Featured image of post Datadog vs Grafana Dashboards

Datadog vs Grafana Dashboards

When comparing dashboards between Datadog and Grafana, we often find discrepancies between them. Even though both Datadog and Grafana scrape metrics from the same source, we see vastly differing visualizations and we often wonder which has a better accuracy compared to the source of truth. In this blog post, we explore the discrepancies between Grafana and DataDog dashboards and how we can resolve/understand them. We begin by giving a brief overview on the data (or metrics) being collected.

Openmetrics

Openmetrics is the standard for collecting metrics. It supports text format representation that allows applications and infrastructure resources to post text-based metrics on an endpoint (eg. https://xxx:8080/metrics) and allow agents to scrape (collect) metrics from that webpage. An example of the text-format metrics is shown here: https://prometheus.io/docs/instrumenting/exposition_formats/#text-based-format.

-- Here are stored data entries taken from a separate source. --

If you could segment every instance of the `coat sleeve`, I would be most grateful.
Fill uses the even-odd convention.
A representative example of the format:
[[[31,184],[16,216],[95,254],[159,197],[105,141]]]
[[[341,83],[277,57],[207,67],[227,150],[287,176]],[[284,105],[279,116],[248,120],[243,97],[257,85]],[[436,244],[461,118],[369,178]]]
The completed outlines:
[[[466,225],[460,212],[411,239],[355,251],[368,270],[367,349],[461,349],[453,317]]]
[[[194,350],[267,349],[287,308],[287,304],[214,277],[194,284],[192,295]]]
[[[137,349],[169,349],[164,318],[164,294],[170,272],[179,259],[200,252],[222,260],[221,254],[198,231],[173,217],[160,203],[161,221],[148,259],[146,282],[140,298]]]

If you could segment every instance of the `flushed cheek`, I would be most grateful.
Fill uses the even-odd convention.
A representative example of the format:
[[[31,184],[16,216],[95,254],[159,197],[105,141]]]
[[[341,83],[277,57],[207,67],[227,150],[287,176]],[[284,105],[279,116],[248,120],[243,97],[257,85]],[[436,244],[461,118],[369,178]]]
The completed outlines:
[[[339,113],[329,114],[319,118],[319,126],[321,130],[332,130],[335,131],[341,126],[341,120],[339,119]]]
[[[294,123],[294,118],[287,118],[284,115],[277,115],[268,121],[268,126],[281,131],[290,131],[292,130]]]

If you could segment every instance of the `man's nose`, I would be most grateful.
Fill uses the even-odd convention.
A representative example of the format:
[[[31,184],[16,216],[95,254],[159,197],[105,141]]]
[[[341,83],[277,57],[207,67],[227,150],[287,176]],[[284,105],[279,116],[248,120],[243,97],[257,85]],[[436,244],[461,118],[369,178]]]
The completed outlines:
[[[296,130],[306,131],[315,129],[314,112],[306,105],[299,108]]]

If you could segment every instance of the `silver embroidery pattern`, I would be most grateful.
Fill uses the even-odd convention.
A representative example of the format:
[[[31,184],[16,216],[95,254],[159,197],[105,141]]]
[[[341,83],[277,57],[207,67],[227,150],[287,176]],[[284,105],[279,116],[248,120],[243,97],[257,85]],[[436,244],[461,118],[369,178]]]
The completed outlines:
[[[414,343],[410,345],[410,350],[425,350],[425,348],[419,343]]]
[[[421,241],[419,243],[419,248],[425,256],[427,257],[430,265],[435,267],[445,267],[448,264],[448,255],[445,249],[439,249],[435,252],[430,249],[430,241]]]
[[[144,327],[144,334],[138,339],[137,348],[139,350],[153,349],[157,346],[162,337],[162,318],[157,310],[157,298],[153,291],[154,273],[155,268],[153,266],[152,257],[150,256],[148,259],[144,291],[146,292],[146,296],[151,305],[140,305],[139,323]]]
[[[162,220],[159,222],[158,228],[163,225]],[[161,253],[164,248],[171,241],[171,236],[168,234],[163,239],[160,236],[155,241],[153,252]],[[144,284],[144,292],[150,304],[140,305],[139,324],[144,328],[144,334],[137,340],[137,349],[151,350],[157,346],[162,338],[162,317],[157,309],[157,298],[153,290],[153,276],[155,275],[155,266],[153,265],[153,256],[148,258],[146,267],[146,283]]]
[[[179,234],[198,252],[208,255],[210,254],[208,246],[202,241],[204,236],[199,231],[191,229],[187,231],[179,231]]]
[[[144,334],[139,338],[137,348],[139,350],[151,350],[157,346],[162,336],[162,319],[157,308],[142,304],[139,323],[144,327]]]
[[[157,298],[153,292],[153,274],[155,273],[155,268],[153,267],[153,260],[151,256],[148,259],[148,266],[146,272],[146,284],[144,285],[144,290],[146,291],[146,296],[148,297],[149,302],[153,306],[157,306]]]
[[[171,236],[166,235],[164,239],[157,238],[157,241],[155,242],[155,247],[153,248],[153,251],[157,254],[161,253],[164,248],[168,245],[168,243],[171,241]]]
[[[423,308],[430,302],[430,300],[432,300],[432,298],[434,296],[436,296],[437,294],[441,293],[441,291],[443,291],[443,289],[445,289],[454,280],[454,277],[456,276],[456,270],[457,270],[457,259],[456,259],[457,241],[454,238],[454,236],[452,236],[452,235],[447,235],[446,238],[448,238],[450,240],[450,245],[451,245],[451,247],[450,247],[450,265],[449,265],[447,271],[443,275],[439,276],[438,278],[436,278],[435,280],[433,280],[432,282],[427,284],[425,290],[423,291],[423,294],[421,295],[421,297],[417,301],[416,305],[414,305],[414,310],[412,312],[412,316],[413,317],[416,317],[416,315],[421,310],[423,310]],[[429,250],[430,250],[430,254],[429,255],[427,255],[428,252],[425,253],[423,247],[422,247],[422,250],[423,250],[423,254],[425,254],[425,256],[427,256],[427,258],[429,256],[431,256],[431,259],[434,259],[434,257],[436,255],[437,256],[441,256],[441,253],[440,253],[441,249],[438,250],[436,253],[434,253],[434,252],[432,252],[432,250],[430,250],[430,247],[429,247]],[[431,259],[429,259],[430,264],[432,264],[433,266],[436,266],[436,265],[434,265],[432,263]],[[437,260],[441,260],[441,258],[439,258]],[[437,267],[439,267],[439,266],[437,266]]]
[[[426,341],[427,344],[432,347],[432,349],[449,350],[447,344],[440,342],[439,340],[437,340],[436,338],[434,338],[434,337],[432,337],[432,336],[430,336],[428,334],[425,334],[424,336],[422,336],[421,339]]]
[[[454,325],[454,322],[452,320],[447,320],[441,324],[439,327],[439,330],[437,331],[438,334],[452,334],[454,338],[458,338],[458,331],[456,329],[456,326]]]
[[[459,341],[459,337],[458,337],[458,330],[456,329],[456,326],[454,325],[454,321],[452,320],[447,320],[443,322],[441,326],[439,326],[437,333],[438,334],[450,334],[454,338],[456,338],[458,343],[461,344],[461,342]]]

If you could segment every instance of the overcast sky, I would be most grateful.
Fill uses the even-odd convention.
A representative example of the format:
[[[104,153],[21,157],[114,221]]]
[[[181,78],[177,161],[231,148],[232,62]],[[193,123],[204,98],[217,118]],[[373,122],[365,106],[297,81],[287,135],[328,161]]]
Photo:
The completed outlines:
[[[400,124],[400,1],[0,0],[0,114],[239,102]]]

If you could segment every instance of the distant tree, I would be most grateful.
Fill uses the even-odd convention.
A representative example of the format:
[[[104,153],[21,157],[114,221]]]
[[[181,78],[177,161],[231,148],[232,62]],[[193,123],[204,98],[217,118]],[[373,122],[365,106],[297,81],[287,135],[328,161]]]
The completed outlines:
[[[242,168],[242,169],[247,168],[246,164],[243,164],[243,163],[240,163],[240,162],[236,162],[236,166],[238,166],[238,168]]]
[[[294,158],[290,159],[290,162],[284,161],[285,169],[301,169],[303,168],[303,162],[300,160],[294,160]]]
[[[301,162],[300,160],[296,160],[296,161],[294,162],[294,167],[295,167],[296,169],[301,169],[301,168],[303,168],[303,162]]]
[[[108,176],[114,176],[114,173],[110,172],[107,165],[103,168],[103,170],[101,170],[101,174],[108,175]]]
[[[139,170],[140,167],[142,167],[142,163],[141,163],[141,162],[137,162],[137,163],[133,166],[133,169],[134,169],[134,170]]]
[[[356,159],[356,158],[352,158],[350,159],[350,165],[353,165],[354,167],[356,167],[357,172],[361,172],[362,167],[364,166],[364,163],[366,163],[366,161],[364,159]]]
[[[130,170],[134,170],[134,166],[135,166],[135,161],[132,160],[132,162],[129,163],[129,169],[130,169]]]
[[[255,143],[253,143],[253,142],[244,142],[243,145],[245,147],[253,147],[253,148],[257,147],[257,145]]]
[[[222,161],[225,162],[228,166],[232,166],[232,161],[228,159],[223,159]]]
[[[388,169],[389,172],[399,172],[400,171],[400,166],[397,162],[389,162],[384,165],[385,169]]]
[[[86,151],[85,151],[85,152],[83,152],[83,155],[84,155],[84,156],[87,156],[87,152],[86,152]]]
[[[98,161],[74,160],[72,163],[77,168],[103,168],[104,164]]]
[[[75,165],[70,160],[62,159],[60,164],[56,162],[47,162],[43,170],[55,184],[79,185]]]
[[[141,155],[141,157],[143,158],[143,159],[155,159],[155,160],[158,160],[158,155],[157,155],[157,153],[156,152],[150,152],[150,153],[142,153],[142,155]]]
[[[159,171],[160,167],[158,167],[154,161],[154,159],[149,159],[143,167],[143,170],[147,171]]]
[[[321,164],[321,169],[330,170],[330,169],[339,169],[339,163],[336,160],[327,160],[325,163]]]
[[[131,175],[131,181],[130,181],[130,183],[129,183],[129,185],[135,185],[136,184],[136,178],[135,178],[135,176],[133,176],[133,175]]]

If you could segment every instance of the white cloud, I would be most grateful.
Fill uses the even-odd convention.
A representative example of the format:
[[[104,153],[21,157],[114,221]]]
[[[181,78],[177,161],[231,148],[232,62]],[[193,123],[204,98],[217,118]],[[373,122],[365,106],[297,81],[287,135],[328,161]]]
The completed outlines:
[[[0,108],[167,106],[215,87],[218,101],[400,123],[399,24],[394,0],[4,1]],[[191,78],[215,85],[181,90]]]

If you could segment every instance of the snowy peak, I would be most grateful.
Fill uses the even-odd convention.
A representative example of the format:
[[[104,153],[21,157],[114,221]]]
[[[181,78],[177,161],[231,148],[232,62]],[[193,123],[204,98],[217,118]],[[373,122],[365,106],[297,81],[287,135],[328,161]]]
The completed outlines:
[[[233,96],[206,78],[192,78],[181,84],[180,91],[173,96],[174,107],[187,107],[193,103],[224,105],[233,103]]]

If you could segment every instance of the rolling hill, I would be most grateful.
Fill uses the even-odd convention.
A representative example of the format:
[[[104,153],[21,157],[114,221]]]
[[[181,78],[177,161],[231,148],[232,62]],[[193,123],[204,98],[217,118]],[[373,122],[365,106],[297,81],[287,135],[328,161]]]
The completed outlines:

We follow this methodology and allow Prometheus and Datadog agents to scrape metrics. Here is an example:

 1
 2
 3
 4
 5
 6
 7
 8
 9
10
11
...
am_request_latency_seconds_bucket{endpoint="/healthz",le="7.5",method="GET"} 782.0
am_request_latency_seconds_bucket{endpoint="/healthz",le="10.0",method="GET"} 782.0
am_request_latency_seconds_bucket{endpoint="/healthz",le="+Inf",method="GET"} 782.0
am_request_latency_seconds_count{endpoint="/healthz",method="GET"} 782.0
am_request_latency_seconds_sum{endpoint="/healthz",method="GET"} 0.18804121017456055
am_request_latency_seconds_sum{endpoint="/healthz",method="GET"} 0.18804121017456055
# HELP am_request_count Answering Machine Request Count
# TYPE am_request_count counter
am_request_count{endpoint="/",http_status="400",method="GET"} 72.0
am_request_count{endpoint="/healthz",http_status="200",method="GET"} 782.0

From viewing the metrics, we notice two types:

  • Summaries (metrics that end in _sum and _count)
  • Histograms (metrics that end in _bucket)

Summaries

Based on the description of a summary: https://prometheus.io/docs/concepts/metric_types/#summary:

  • the total sum of all observed values, exposed as <basename>_sum
  • the count of events that have been observed, exposed as <basename>_count

Note that they are counters and so they are always increasing. For more reference, please visit here: https://prometheus.io/docs/practices/histograms/#count-and-sum-of-observations.

For the usecase going forward for summaries, we’ll use am_request_count metric as example.

Grafana Dashboard for Request Count for /healthz endpoint

The graph shown below is for the Last 15 minutes of the Request Count for /healthz endpoint. As you can see, the value is almost-flat at 55 - 56 req/sec. An important note about a Grafana dashboard is that the smallest granularity (or shortest interval) between data points is 30 seconds if the time period (highlighted in yellow box on the first screenshot below) is small enough from Last 5 mins till Last 3 hours. After that, it becomes 1 min, 2min, 4min etc. for longer time periods (Last 6 hours, Last 12 hours,…).

grafana_graph

The Prometheus query is: am_request_count:sum(endpoint=~"$endpoint").

Prometheus dashboard

From looking at the Prometheus dashboard above, we can confirm the value stays within 55-56.

DataDog Dashboard for Request Count for /healthz endpoint

Now we replicate the same Grafana dashboard:

DataDog

As you can see, the values are widely different (values fluctuate around 25-30). Why?

Main cause of discrepancy: Data Interval Granularity

Datadog’s granularity is 5 secs (as opposed to 30 secs in Grafana) for the Past 15 Minutes. Also, Datadog’s interval increases as the time period widens (same as Grafana). The main reason is that Datadog has a restriction of maximum 300 datapoints in the graph (regardless of the time period). Thus, as the time frame widens, each data point will represent more and more of an aggregated value (and vice versa if time period is shortened).

Therefore, not much aggregation happens for Past 15 minutes time period in DataDog. Now, if we aggregate to 30 secs, the graph look similar to Grafana as shown below:

grafanaAggGraph.

Conclusion

Grafana does a lot of aggregation compared to Datadog. For more information regarding data aggregation in DataDog, please refer to: https://docs.datadoghq.com/dashboards/querying/#rollup-to-aggregate-over-time.